Die Bedingungen hier empfindet der Zahnarzt als "gut". Notwendiges Inventar wie Schreibtisch und Regale, Instrumente und gespendete Materialien wie Einmalhandschuhe und Mundschutz sind in ausreichender Zahl vorhanden. Der Raum hat Fenster und er selbst sitzt auf einem ausgemusterten Bürostuhl. Gemeinsam mit 14 weiteren Kollegen und Kolleginnen behandelt er die Flüchtlinge vor Ort kostenfrei. Denn: "Die überwiegende Mehrheit hat keinen Versicherungsschein." In eine Sprechstunde kommen zwischen sechs und acht Patienten, manchmal aber auch deutlich mehr.

Durch den Einsatz aller funktioniert das System

Schwierigkeiten gibt es beim Ausfüllen der Patientenerhebungsbögen und bei der korrekten Schreibweise der Namen der häufig nur Arabisch sprechenden Personen. Aber es gibt auch einfachere Begegnungen: "Viele Patienten aus Syrien sprechen Englisch, dann ist die Verständigung für uns deutlich leichter." Nur die wenigsten haben auch einen Dolmetscher dabei. Da hier keine sterilen Bedingungen herrschen, muss die Weiterbehandlung in Zahnarztpraxen in Berlin und im Umland stattfinden. Nicht selten kommen die Flüchtlinge in Begleitung ihrer kompletten Familien, aus Angst, durch den Zahnarztbesuch dauerhaft voneinander getrennt zu werden.

Ein ehrenamtlicher "Scout", also jemand, der sich in Berlin gut auskennt, bringt die Patienten in seine und weitere Praxen. Auch hier behandeln die Zahnärzte und Zahnärztinnen meist ohne Honorar. "Es ist das Engagement jedes einzelnen, der mit seinen Ideen dazu beiträgt, dass das System funktioniert", sagt Peter Nachtweh, der auch schon bei "Dentists for Africa" in Kenia gearbeitet hat. 

Verpflichtung, als Zahnarzt und Arzt zu helfen

Freizeit bleibt ihm zurzeit nicht viel. "Wenn man die Not dieser Menschen einmal gesehen hat, kann man sich als Zahnarzt oder Arzt nicht mehr der Verpflichtung entziehen, zu helfen. Als die Ärzte gesagt haben, dass sie Unterstützung brauchen, war es für mich nur ein kleiner Schritt." Wenn nötig, besorgt er bei den Berliner Verkehrsbetrieben Fahrkarten für die Flüchtlinge, damit diese in die Zahnarztpraxen außerhalb der Notunterkunft reisen können.

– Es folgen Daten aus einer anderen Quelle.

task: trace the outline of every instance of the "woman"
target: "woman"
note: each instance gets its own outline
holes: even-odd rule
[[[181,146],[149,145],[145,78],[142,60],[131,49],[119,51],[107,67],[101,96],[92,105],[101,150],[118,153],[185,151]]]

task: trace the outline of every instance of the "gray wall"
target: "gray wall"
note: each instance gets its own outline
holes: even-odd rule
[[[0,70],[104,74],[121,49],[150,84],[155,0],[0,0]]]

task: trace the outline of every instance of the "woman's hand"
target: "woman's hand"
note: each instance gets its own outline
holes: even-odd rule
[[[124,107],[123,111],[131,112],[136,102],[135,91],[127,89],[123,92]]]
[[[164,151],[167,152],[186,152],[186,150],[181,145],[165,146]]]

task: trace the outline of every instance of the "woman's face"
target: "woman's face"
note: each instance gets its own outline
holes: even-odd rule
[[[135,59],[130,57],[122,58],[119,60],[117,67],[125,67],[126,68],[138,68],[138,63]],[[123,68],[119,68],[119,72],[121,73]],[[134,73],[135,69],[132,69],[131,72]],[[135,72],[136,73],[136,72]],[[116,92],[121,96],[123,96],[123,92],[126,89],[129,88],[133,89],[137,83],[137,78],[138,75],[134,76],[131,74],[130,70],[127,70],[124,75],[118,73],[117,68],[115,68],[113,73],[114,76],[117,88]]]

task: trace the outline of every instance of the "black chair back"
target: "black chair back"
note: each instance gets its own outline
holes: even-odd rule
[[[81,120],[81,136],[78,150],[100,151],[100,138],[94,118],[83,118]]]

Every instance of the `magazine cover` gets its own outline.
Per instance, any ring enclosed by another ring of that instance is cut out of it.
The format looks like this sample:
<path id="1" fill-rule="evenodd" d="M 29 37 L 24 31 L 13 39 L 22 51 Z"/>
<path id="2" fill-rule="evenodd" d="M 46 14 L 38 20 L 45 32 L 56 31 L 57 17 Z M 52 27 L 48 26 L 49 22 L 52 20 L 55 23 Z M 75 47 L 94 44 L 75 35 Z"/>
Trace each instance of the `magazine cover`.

Allerdings fehlen in Berlin und im Umland noch niedergelassene Zahnärzte, die sich bereit erklären, Flüchtlinge kostenfrei weiterzubehandeln. "Es würde schon helfen, wenn jemand sagt, ich nehme eine Person als Schmerzpatienten an." Logistisch sinnvoller sei es jedoch, kleine Gruppen zusammenzustellen, die dann gemeinsam fahren.

Er selbst will schon bald die Arbeit in Berlin-Wilmersdorf an einen Kollegen abgeben und sich stattdessen dem Aufbau einer Screening-Stelle in Berlin-Charlottenburg widmen. Dort, sagt er, herrschen noch deutlich schlechtere Bedingungen als im alten Rathaus.

Wer helfen will, kann sich auf der Website der Initiative Unabhängige Zahnärzte Berlin informieren. Hier stehen die Standorte, ein Dienstplan, in den sich jeder selbst eintragen kann, und es gibt die Möglichkeit, seine Zahnarztpraxis als Weiterbehandlungspraxis einzutragen.